Lark is a CDC-Recognized Diabetes Prevention Program. It is one of the largest in the United States and is the fastest growing because of it’s easy access and scalable coaching. You can refer patients to Lark’s digital diabetes prevention program by sending them to Lark.com and having them click - sign up in the right hand corner. You can also reach out to lark on the contact page of this website to get a unique landing page set up for your practice or hospital with your own branding.

Article topics:

Prediabetes ICD-10

Prediabetes ICD 10 code along with the similar nature of the Prediabetes ICD 10 code and the prediabetes code.


What are the functions of ICD-10 for prediabetes?

The ICD-10-CM classifications help patients, providers, and insurers to get on the same page regarding patient status. The standardized system, including a prediabetes ICD-10 code with specific criteria, reduce communication problems and potential conflict over the diagnosis, course of treatment, and payment requirements. For each group:

  • Patients: know your diagnosis of prediabetes and point to the ICD-10 code if you need to tell it to various doctors or when talking to your healthcare insurance company.

  • Providers: communicate with patients, and justify further diagnostic tests and prediabetes treatment plans.

  • Insurers: approve reimbursement for services related to prediabetes.

Another use of ICD-10-CM is for keeping statistics. The National Center for Health Statistics (NCHS) within the National Institutes of Health (NIH) uses ICD-10 data to monitor population health. Having a standard prediabetes ICD-10 code allows the NCHS to know how many people are diagnosed with prediabetes in a given year, and whether that number is increasing. These data are valuable when making decisions about funding, such as the decision to reimburse Diabetes Prevention Programs upon seeing the explosion in prediabetes in the population.

What are the International Code of Diagnostics and ICD-10?

The International Code of Diagnostics (ICD) is the international system for streamlining medical care. The World Health Organization (WHO) has been publishing versions of the ICD since 1948. It is now on the tenth version, ICD-10, which has been adopted for use by over 100 countries, including the U.S. 

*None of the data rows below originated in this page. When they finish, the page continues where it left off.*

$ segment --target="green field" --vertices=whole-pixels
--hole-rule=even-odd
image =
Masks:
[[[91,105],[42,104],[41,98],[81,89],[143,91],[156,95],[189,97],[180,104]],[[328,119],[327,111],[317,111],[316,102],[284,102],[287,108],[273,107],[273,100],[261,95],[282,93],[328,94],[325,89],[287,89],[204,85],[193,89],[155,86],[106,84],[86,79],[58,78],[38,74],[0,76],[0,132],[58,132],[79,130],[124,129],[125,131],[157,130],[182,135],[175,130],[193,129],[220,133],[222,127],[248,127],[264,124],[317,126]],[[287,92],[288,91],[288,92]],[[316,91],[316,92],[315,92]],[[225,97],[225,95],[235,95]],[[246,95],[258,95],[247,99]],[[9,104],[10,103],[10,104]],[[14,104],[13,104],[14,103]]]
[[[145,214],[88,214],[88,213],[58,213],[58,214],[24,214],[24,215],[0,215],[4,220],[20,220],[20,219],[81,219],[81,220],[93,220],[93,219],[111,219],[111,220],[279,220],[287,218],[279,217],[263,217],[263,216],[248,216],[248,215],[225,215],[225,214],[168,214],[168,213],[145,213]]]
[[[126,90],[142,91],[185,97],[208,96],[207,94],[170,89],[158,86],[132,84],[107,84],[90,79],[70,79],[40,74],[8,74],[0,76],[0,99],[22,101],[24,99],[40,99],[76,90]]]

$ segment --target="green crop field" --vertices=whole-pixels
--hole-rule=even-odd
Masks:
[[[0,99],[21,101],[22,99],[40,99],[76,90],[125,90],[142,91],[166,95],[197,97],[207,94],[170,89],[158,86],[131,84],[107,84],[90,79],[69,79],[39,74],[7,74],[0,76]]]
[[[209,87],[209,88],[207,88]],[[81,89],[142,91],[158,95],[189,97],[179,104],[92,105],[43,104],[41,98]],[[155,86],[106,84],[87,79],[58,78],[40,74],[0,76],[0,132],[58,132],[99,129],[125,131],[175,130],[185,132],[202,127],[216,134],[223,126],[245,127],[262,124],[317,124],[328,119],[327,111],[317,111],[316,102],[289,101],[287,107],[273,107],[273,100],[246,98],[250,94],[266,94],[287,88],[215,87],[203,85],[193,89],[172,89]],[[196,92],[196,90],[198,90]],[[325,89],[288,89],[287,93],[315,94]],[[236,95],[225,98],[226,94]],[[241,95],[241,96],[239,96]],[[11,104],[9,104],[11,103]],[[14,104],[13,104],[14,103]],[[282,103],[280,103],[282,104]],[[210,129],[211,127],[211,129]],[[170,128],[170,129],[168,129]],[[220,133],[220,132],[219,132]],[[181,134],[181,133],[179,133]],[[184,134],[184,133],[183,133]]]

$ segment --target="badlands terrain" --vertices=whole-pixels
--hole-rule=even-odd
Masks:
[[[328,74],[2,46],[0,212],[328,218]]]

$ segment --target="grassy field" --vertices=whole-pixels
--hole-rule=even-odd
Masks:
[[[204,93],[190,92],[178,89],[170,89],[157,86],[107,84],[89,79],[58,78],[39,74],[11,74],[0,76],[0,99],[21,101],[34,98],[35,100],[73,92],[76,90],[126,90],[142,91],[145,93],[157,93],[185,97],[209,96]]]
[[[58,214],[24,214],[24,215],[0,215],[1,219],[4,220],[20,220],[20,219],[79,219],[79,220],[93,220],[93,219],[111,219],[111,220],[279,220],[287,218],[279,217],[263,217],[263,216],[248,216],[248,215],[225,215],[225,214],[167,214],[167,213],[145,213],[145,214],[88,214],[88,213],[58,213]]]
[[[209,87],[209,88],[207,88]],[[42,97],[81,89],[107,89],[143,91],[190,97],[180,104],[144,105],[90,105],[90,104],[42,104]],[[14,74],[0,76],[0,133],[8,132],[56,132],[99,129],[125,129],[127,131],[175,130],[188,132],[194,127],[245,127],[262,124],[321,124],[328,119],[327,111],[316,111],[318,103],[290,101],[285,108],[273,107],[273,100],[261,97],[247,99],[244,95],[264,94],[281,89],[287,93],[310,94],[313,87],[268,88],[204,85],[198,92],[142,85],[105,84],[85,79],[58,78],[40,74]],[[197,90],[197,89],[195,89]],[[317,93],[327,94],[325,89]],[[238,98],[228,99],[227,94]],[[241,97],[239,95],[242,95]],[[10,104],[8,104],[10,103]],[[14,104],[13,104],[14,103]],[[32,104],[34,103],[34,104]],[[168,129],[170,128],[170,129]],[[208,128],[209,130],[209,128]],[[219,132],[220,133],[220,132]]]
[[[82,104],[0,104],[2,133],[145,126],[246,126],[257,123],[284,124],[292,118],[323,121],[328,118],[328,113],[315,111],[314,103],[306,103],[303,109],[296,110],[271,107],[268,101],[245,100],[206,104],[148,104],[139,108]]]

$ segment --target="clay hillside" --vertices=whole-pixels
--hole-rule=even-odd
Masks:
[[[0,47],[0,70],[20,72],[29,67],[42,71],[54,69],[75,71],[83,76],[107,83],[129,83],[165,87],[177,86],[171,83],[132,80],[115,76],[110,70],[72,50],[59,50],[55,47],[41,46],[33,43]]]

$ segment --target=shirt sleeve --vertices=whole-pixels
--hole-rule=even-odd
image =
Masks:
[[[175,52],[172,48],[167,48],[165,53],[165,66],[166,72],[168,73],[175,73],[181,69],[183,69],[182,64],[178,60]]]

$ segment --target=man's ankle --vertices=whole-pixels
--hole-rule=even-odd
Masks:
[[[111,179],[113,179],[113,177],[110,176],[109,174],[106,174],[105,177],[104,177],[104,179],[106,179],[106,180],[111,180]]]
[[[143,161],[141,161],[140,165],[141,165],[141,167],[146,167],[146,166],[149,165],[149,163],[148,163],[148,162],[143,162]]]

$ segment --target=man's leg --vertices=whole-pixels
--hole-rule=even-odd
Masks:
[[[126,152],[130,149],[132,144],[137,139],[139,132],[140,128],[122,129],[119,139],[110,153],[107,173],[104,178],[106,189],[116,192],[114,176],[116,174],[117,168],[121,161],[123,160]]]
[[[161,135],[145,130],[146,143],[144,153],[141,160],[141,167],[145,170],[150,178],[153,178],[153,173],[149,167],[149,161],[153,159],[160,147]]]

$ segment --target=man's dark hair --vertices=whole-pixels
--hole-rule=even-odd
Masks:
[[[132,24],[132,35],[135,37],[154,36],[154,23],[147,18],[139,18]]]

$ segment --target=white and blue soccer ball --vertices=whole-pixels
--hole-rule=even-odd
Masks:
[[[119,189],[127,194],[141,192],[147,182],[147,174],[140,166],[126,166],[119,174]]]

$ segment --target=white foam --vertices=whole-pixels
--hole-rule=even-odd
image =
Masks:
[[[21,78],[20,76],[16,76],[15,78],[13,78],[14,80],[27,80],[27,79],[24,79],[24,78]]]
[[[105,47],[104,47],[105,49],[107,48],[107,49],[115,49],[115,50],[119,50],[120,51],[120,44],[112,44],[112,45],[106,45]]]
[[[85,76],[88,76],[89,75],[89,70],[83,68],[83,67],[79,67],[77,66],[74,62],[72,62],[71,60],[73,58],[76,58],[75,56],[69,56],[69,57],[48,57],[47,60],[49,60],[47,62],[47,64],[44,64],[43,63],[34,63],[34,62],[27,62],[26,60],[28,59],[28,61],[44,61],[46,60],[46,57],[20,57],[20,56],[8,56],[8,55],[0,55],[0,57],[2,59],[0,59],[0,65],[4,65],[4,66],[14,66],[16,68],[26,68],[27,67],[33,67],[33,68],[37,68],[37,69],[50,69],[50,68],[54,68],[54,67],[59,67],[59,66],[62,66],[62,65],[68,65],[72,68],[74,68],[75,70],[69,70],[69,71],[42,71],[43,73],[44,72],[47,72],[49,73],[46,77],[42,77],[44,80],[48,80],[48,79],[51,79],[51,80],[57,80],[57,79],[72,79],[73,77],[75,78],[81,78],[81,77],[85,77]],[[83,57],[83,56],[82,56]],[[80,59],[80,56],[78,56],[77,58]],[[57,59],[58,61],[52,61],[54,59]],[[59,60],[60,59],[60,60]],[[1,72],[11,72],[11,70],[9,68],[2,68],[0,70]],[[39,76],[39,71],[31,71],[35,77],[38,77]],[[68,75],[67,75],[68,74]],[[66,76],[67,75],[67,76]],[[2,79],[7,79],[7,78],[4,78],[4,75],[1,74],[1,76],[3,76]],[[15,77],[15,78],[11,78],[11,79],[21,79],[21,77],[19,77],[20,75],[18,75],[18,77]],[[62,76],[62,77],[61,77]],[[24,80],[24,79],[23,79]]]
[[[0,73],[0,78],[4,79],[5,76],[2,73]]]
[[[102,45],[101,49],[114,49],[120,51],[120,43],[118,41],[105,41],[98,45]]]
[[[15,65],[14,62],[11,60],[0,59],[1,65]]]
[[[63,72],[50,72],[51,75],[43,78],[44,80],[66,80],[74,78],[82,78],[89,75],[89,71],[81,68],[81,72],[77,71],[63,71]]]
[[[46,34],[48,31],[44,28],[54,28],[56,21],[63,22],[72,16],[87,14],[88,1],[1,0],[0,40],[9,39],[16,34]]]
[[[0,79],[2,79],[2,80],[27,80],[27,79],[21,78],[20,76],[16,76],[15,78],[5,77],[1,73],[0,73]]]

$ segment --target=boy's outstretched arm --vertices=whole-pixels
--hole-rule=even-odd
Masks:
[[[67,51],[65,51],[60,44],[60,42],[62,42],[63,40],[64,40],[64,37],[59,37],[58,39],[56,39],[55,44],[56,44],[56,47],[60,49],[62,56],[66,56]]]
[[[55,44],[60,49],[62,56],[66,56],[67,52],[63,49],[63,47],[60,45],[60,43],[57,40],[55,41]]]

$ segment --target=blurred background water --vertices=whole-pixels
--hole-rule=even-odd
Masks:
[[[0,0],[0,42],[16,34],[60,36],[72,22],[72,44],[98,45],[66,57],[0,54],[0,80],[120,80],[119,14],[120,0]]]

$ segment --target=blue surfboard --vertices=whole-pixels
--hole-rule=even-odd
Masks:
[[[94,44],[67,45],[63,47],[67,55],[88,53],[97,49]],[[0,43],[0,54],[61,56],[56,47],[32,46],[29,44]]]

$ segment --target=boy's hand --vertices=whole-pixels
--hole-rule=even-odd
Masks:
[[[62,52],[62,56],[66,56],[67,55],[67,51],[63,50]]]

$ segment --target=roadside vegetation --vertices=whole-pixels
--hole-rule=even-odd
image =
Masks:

Compared to ICD-9, ICD-10 has more codes and specificity. The former has 14,000 codes, while ICD-10 has over 70,000. In ICD-9, prediabetes falls under 790.29: “Other abnormal blood glucose.” Sharing this diagnosis include hypoglycemia, hyperglycemia due to steroids, prediabetes, and over 20 other symptoms. 

While ICD-10-M is used for mortality statistics, ICD-10-CM [clinical modification] is used for morbidities, such as prediabetes. It has been used in the U.S. since 2015, and was published by the Centers for Medicare and Medicaid (CMS).